I offered to buy ihop waffles for all the homeless people outside the metro. It was time to go to bed.
I hear youre working today. To keep you entertained, ive compiled a list of condiments that my dick has NOT been slathered in since last Friday: Relish, and raspberry jam. That's right.
he said verbatim, he wants to "bang you hard".
I thought you were single?
I am. But thats cuz no one wants to marry shame and regret doused in tequila. But thanks for reminding me ya dick.
I think a van full of parolees just blew me kisses. Thoughts?

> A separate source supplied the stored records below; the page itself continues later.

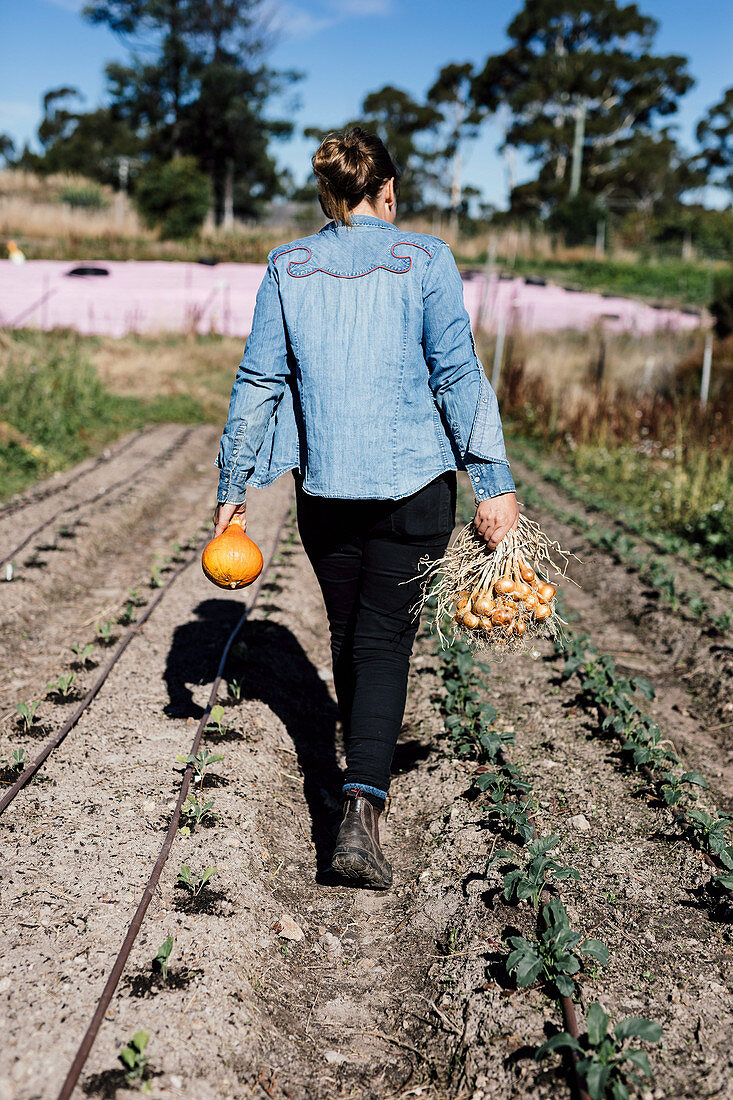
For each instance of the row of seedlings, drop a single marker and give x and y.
(649, 752)
(65, 688)
(663, 541)
(651, 569)
(600, 1062)
(197, 812)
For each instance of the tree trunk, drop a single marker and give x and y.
(229, 196)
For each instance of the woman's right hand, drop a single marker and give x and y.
(495, 517)
(223, 514)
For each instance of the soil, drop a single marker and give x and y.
(282, 982)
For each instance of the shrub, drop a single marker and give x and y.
(174, 196)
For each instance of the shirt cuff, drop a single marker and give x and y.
(230, 494)
(490, 479)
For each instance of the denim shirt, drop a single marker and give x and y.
(361, 372)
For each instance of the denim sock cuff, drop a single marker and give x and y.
(365, 788)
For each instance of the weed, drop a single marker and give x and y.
(83, 651)
(606, 1065)
(17, 762)
(133, 1057)
(28, 712)
(217, 724)
(192, 881)
(236, 688)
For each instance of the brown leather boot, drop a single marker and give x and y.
(358, 855)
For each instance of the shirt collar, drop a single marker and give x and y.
(362, 219)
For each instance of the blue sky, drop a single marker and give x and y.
(347, 47)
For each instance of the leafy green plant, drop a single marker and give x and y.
(201, 761)
(162, 956)
(555, 956)
(133, 1057)
(28, 712)
(608, 1066)
(17, 762)
(710, 834)
(193, 881)
(527, 882)
(83, 651)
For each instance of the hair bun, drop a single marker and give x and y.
(350, 166)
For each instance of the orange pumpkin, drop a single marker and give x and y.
(232, 560)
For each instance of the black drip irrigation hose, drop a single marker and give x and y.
(135, 924)
(128, 480)
(70, 723)
(107, 455)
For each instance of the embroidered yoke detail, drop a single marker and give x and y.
(395, 271)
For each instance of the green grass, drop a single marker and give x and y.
(686, 494)
(673, 282)
(56, 411)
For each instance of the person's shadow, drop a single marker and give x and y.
(272, 667)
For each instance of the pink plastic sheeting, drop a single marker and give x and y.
(155, 296)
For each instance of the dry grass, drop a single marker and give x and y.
(568, 361)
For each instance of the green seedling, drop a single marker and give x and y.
(710, 834)
(527, 883)
(18, 760)
(555, 955)
(194, 812)
(28, 712)
(217, 724)
(133, 1057)
(161, 960)
(195, 882)
(83, 651)
(127, 615)
(62, 686)
(236, 688)
(608, 1066)
(200, 763)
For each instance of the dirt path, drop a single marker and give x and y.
(376, 994)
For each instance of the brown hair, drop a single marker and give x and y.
(351, 166)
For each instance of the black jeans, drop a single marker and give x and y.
(365, 554)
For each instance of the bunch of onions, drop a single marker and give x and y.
(499, 598)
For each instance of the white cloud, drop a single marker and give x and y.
(293, 21)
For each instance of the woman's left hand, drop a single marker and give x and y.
(223, 514)
(495, 517)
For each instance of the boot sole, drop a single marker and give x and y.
(358, 866)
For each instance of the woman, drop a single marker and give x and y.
(360, 375)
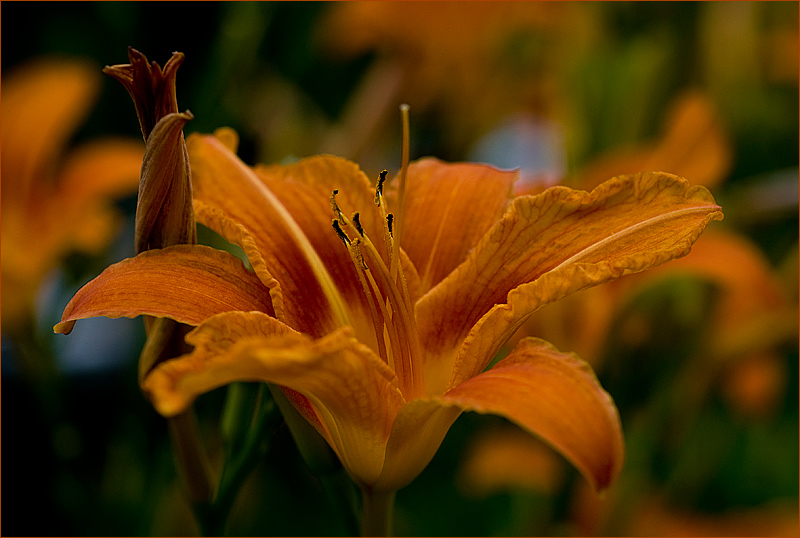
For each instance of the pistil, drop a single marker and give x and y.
(393, 318)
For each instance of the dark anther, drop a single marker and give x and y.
(357, 223)
(379, 188)
(334, 206)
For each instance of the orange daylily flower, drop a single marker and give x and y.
(54, 201)
(382, 345)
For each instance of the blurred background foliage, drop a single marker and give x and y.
(701, 357)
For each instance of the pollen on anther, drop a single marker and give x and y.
(340, 232)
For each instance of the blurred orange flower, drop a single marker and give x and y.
(454, 55)
(54, 201)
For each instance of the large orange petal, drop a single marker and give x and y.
(285, 210)
(447, 209)
(355, 395)
(557, 397)
(185, 283)
(549, 246)
(417, 433)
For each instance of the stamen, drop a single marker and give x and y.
(340, 232)
(377, 320)
(335, 207)
(357, 224)
(379, 187)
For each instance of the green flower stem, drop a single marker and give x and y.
(376, 512)
(240, 463)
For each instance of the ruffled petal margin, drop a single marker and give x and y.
(186, 283)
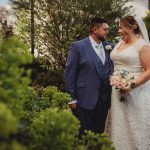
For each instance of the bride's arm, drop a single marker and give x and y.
(145, 61)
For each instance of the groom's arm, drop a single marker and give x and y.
(71, 70)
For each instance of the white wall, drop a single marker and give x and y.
(140, 7)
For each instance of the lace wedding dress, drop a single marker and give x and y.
(129, 121)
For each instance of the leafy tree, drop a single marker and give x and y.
(13, 80)
(58, 23)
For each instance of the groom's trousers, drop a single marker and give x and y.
(94, 119)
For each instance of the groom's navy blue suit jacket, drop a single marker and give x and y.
(86, 77)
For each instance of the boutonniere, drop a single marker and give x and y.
(108, 48)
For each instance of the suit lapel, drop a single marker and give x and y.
(95, 58)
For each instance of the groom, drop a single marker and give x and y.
(87, 72)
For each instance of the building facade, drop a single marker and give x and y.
(140, 7)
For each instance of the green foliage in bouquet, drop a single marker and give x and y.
(55, 130)
(147, 22)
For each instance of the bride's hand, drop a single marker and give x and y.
(125, 92)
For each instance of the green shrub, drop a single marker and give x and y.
(54, 130)
(92, 141)
(8, 123)
(11, 146)
(47, 96)
(60, 100)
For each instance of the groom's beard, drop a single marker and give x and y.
(101, 38)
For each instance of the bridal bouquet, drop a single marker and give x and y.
(122, 80)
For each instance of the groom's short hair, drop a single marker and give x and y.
(96, 22)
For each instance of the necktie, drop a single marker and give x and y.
(100, 53)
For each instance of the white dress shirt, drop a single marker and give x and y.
(98, 48)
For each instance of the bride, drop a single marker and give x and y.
(129, 121)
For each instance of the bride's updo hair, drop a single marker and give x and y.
(129, 22)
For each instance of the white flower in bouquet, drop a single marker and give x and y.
(122, 80)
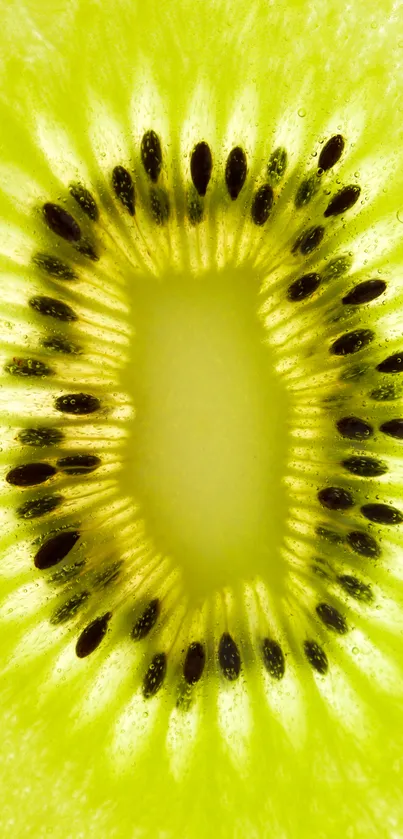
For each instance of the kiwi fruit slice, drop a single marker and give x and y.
(202, 420)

So I went to daintily fall onto my bed like I was in a hotel commercial and I completely missed my matress and landed on my floor. Just thought u should know.
It was like a square peg in a round hole... I've never seen one shaped like a stick of butter...
I feel like I put a fire out with my hand but idk if that was a dream or not
No? The only contact I've had with him for months was when I drunk texted him from Costa Rica to say that all jazz sounds the same
Is it acceptable to pay for WiFi on flights solely for the purpose of getting on Tinder to find a sugar daddy on the plane that doesn’t mind upgrading me to first class?
Do it. You’re flying for two weddings. You’re gonna need that first class.
That butt dial turned into a booty call.
My last Google search was 'can an impotent man have sex'. I don't even want to know what I did with that guy.